The “withdrawal” of forces from the Middle East, is complicated by the new strategic challenge emerging in the region. (One factor favoring “withdrawal” is of course America’s “energy independence”.) The Arab states of the Gulf, including Egypt and Sudan beyond the Red Sea, have “bonded” with Israel after feeling threatened by Iran and Turkey, both in turn obsessive about Israel. While Iran confronts challenges it can’t face down easily, Turkey is seen as the “rising power” led by a man who is even more reckless than the ayatollahs of Iran. As President Recep Tayyip Erdogan challenges America and Israel in the region, he also threatens Iranian interests in Syria, Lebanon and Yemen in a “sectarian” split within the anti-U.S. elements in the region. Yet, Biden may go ahead with reduction of U.S. presence given the new power map in the region.

The “new” Middle East will present new challenges after such organizations as Arab League and the Organization of Islamic Cooperation (OIC) have wilted on the bough. As Egypt, together with the Saudi-led group of the states of the Middle East, take on Turkey, President Biden will side with NATO—heretofore dismissed by Trump—to roadblock Turkey’s challenge in the region. This will increase the prestige of America in the region and lessen tensions internationally. India, excited by Trump’s anti-Iran challenge, got out of Iran, thus allowing China to walk in and increase its footprint there. Yet India will return to its strength in the Arab Gulf and challenge Pakistan once more.

The Erdogan problem

After rashly clinging to the coat-tails of President Erdogan against the Arabs, Pakistan has lost its standing with the Gulf States now freshly aligned with Israel. Even if it had not been led by the nose by Erdogan, Pakistan was faced with the challenges of change that its Foreign Office was tardy in analyzing.

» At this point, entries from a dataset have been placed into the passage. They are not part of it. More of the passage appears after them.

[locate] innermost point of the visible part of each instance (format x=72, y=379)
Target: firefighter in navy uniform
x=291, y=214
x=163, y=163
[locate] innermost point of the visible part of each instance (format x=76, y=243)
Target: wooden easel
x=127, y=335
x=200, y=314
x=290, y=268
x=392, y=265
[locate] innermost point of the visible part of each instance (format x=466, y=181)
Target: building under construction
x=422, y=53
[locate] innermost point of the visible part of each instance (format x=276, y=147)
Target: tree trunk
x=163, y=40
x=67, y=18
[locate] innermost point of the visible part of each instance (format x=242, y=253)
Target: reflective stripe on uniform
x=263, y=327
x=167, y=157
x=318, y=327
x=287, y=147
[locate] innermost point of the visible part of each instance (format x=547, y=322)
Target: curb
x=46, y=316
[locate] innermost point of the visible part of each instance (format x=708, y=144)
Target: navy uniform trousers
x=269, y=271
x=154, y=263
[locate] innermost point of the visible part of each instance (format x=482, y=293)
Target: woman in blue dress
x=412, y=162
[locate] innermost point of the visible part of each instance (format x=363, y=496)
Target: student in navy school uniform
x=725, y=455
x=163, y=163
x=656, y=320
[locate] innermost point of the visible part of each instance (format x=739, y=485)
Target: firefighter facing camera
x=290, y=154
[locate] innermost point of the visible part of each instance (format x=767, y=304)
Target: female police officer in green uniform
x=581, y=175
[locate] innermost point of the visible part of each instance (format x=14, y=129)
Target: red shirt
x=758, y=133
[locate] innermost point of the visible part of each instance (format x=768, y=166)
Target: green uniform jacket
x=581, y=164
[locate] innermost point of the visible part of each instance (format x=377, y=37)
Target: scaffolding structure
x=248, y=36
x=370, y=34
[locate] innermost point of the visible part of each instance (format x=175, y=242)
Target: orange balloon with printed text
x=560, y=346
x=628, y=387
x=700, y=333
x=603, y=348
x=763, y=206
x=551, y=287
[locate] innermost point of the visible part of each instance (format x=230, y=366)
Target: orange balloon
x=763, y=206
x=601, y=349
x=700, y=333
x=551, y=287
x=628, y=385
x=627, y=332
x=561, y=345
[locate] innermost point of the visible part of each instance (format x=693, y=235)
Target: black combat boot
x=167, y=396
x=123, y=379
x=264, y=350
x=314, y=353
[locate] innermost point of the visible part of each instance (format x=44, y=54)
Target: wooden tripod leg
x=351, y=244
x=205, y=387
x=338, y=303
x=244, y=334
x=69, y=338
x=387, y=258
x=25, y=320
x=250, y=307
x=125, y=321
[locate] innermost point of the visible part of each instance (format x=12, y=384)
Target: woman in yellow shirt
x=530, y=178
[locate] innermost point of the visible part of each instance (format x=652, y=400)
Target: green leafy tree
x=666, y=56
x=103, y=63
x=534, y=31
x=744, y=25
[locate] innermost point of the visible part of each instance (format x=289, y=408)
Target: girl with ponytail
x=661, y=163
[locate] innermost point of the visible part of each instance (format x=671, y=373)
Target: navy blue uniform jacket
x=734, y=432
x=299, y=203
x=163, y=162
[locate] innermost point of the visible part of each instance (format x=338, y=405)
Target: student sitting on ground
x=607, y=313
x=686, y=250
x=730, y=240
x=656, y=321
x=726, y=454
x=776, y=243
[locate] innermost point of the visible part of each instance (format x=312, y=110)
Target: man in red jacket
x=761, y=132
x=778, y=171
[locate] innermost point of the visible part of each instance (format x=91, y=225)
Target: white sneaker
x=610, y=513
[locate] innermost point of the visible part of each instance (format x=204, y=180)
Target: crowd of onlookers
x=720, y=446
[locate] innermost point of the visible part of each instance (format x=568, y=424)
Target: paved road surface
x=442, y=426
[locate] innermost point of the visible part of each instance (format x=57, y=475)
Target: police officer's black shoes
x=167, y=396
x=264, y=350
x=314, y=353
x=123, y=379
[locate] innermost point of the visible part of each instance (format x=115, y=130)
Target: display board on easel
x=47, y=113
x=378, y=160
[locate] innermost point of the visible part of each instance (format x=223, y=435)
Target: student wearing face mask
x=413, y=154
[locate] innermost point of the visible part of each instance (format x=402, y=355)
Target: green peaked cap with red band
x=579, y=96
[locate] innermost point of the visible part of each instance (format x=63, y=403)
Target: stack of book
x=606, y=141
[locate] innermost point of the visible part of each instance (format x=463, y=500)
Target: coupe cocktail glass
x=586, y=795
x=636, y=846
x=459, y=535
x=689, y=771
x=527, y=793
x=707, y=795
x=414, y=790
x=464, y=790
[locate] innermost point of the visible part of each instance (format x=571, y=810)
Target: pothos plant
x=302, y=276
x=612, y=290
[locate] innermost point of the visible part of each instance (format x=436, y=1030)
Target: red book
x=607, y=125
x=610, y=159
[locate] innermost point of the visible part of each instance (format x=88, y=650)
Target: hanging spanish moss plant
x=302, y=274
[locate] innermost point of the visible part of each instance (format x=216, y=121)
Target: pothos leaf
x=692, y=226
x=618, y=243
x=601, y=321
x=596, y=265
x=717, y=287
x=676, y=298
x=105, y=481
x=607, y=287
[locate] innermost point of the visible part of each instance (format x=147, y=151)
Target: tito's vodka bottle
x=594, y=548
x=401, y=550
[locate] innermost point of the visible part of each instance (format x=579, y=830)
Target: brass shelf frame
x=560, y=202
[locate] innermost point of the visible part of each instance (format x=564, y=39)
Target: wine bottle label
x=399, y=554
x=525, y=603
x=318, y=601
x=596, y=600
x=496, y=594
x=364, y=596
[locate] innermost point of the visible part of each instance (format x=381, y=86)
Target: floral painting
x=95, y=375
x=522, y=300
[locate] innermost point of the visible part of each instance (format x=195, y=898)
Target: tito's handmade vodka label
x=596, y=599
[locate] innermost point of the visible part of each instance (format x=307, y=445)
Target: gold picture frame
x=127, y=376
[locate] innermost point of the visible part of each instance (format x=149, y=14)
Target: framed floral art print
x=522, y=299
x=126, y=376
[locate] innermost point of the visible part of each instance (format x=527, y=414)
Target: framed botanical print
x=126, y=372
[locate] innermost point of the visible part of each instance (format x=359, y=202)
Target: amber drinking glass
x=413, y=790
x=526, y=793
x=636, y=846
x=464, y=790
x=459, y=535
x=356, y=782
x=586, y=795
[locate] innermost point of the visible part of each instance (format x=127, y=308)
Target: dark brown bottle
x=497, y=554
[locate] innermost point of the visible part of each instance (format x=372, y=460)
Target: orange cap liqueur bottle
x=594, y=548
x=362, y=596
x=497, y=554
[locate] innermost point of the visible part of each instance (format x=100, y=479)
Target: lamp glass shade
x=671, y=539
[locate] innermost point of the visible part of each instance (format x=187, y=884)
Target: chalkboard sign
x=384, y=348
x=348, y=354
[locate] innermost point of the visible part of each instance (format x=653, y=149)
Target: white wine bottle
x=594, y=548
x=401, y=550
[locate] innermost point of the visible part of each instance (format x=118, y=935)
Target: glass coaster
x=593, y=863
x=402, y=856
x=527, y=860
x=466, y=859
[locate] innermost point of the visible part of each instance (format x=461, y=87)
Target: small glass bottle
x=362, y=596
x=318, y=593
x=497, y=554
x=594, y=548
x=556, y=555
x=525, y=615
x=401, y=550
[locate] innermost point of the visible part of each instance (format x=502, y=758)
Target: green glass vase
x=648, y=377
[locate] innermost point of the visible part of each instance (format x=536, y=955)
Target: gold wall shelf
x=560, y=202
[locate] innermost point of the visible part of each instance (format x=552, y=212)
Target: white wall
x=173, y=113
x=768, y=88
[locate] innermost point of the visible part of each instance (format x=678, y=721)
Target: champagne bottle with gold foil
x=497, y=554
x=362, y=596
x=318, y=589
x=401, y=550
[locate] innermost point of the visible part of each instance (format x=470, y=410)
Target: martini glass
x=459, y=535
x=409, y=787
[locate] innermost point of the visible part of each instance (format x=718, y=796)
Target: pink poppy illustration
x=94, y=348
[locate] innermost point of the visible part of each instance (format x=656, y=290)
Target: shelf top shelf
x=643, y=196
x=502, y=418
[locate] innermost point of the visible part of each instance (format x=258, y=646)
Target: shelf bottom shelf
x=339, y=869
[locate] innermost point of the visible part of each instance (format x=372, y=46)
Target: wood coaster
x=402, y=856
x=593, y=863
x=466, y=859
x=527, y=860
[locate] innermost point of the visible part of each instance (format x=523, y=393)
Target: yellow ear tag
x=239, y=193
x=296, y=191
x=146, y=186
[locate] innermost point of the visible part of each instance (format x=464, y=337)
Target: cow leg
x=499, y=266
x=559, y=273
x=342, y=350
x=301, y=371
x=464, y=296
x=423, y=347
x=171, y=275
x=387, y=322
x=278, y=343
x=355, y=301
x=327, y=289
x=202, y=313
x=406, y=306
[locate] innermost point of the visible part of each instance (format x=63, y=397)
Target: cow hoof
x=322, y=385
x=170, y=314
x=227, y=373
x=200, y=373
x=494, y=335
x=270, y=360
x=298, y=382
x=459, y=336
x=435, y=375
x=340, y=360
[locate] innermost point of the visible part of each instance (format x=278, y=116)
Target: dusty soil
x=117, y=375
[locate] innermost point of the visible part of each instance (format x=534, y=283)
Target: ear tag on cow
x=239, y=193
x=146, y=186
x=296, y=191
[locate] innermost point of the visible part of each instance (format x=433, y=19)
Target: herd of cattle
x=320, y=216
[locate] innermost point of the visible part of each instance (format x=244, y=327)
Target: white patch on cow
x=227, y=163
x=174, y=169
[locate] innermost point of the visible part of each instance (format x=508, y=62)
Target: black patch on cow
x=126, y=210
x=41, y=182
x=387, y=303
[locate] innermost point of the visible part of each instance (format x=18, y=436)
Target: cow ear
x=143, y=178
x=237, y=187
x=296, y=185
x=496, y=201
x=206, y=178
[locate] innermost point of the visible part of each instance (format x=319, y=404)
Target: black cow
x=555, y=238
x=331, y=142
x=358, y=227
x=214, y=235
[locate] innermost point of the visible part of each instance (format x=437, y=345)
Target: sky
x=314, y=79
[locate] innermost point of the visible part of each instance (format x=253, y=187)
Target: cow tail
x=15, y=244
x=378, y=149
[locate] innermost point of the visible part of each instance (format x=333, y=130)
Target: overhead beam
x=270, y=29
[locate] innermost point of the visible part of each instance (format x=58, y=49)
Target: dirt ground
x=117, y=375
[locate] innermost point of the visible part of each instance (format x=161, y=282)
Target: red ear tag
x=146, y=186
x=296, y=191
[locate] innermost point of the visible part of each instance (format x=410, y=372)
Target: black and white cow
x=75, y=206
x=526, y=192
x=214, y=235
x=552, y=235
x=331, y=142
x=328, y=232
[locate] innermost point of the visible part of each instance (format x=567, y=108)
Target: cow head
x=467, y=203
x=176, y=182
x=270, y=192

Yet, it showed some prescience in planning to wire-fence its western border with Afghanistan and Iran, which means it might be able to face up to the new wave of terrorism from its western border to some extent. But by allowing Balochistan to stay outside the normal writ of the state it has made itself vulnerable to India for the foreseeable future.

President Biden should find it relatively easy to handle withdrawal from the Middle East because of the way the states there have “readjusted” to “sectarian Islam.” At home, however, he will have to face off the aggressive rise of “rightwing reaction” that will not subside even after the defeat of its hero Donald Trump; the strong rightwing presence of Republican rightwing elements in the Senate and the Supreme Court may yet become problematic.

In Pakistan, rumors already abound about Biden’s “interference” in its internal affairs—the provenance of which has yet to be confirmed. Ash’ar Rehman, writing in daily Dawn, summed up one such claim. “A preferred piece of truth doing the rounds has Mr. Biden ringing up the right people in Pakistan to ensure that Bilawal Bhutto-Zardari was not expelled from Gilgit-Baltistan, where he is running an election campaign against giants such as Ali Amin Gandapur and Zulfi Bukhari. This was just the beginning. More fertile and more perceptive minds in the country were keen to claim for the record that BBZ and his desperate party were on course to a win in the polls scheduled for Nov. 15.”

Officially, Biden has yet to confirm any direct contacts with leaders in Pakistan. The president-elect has thus far released readouts of conversations with eight leaders, shedding some light on his nations of interest: Australian Prime Minister Scott Morrison, Japanese Prime Minister Yoshihide Suga, South Korean President Moon Jae-in, U.K. Prime Minister Boris Johnson, Canadian Prime Minister Justin Trudeau, Irish Prime Minister Micheál Martin, French President Emmanuel Macron and German Chancellor Angela Merkel.